April 10, 2020


The Case Against Wet Markets. (MARTHA CHENG, 4/10/20, The Atlantic)

First, though, a distinction that too many journalists and politicians miss, and which is important to get right as people debate the possible closure of these markets. Wet market is a Singapore and Hong Kong English term that is now being applied to a wide variety of food markets around the developing world, even though many of the markets look like the fresh produce and meat markets in Italy and France. In fact, wet markets tend to fall into three categories: those that carry wildlife, dead or alive; those that carry more common live animals, such as poultry and/or seafood; and those that carry no live animals at all. So calling for a ban on all wet markets based on the Wuhan wet market, which purportedly sold live wildlife, is like banning all pet ownership based on what goes down in Tiger King.

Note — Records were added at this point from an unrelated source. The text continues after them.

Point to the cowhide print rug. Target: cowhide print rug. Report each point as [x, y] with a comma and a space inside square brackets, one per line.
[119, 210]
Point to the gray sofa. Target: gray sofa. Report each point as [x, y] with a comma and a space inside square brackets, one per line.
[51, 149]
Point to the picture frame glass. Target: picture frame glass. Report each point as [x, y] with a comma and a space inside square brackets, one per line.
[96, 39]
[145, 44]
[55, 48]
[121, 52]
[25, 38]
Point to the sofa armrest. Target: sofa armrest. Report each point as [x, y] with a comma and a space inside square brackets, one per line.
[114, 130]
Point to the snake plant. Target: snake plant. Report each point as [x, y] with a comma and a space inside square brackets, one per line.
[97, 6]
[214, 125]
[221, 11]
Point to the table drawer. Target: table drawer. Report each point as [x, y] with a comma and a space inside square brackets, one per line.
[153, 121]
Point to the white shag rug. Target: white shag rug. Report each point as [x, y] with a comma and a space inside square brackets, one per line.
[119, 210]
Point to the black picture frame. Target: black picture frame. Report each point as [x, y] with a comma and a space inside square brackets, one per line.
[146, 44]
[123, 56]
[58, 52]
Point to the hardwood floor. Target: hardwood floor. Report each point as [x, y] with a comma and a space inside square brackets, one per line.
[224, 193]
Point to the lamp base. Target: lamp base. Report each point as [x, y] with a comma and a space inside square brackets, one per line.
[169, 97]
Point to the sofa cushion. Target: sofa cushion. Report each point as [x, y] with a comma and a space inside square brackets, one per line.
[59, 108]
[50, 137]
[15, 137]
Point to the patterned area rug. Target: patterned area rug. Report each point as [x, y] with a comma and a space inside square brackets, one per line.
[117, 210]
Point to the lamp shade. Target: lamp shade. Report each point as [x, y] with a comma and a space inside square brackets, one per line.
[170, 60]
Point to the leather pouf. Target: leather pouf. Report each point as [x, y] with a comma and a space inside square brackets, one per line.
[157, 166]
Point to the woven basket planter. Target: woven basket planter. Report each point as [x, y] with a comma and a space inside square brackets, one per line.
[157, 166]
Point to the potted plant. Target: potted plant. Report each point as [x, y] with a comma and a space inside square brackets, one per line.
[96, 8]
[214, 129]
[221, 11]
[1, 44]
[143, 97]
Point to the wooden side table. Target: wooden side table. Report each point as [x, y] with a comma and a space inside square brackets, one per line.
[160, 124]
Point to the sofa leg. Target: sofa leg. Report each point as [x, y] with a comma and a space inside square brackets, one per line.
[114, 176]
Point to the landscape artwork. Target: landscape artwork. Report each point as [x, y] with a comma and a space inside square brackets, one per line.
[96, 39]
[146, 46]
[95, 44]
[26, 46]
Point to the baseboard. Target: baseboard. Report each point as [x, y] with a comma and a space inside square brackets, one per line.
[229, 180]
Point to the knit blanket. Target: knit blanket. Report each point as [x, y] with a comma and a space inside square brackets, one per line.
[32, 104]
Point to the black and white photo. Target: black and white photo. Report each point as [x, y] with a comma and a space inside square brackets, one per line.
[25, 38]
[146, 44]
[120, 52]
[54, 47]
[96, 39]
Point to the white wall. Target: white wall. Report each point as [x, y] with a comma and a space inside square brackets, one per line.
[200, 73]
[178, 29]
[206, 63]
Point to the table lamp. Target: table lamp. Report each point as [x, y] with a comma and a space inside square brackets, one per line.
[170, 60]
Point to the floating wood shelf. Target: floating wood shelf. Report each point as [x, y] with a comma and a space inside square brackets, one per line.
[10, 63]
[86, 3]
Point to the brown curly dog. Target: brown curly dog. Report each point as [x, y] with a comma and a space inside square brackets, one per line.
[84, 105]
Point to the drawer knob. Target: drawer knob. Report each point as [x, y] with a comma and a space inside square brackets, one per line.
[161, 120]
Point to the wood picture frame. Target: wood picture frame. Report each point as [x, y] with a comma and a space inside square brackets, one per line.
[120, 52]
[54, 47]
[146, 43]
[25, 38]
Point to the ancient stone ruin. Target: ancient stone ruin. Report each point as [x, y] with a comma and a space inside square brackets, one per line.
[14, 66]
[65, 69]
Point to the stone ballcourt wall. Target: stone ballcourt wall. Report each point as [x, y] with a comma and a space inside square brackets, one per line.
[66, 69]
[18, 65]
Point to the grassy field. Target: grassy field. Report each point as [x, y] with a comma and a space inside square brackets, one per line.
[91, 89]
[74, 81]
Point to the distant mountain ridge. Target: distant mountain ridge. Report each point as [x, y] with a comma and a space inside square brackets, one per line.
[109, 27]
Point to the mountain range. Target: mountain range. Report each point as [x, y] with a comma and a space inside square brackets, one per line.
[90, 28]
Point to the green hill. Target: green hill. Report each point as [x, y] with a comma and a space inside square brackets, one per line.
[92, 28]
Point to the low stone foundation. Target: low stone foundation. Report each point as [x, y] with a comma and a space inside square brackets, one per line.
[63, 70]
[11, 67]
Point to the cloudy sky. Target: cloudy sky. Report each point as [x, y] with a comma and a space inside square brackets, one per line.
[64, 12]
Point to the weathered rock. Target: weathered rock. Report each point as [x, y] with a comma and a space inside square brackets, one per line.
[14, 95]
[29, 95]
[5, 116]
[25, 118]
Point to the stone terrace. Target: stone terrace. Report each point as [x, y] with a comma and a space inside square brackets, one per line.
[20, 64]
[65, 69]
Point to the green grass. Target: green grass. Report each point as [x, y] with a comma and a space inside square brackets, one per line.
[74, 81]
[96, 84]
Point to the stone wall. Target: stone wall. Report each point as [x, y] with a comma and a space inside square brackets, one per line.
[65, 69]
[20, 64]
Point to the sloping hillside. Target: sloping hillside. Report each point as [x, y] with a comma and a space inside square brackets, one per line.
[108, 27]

Wet markets overall should not be banned any more than farmers' markets in America. They are more than fresh produce and meat: They are ways for consumers and producers to connect; they are forms of decentralization against governments and large corporations that people grow ever more wary of, whether in China or America. Live wildlife, however, is too risky to remain at wet markets. "The lowest-hanging fruit to lessen the likelihood of future pandemics is to close those markets where we have large congregations of wild species for commercial purposes," Steven Osofsky, a professor of wildlife health and health policy at the Cornell University College of Veterinary Medicine, said in an interview for the podcast Excelsior. "When we harvest wild animals from all over the world and bring them into markets, let them all mix together, what we're doing is creating the perfect storm. If you're a virus whose goal is to spread, you couldn't really design a better system to aid and abet a pandemic than these wildlife markets, particularly in urban centers in Asia. You have species that never under natural conditions would run into each other, all packed together, bodily fluids mixing, and then people come into the equation. Pathogens are meeting species that they've never met before. That's when we have these opportunities for viral jumps, including the ones that lead to humans and create the situation we're in now."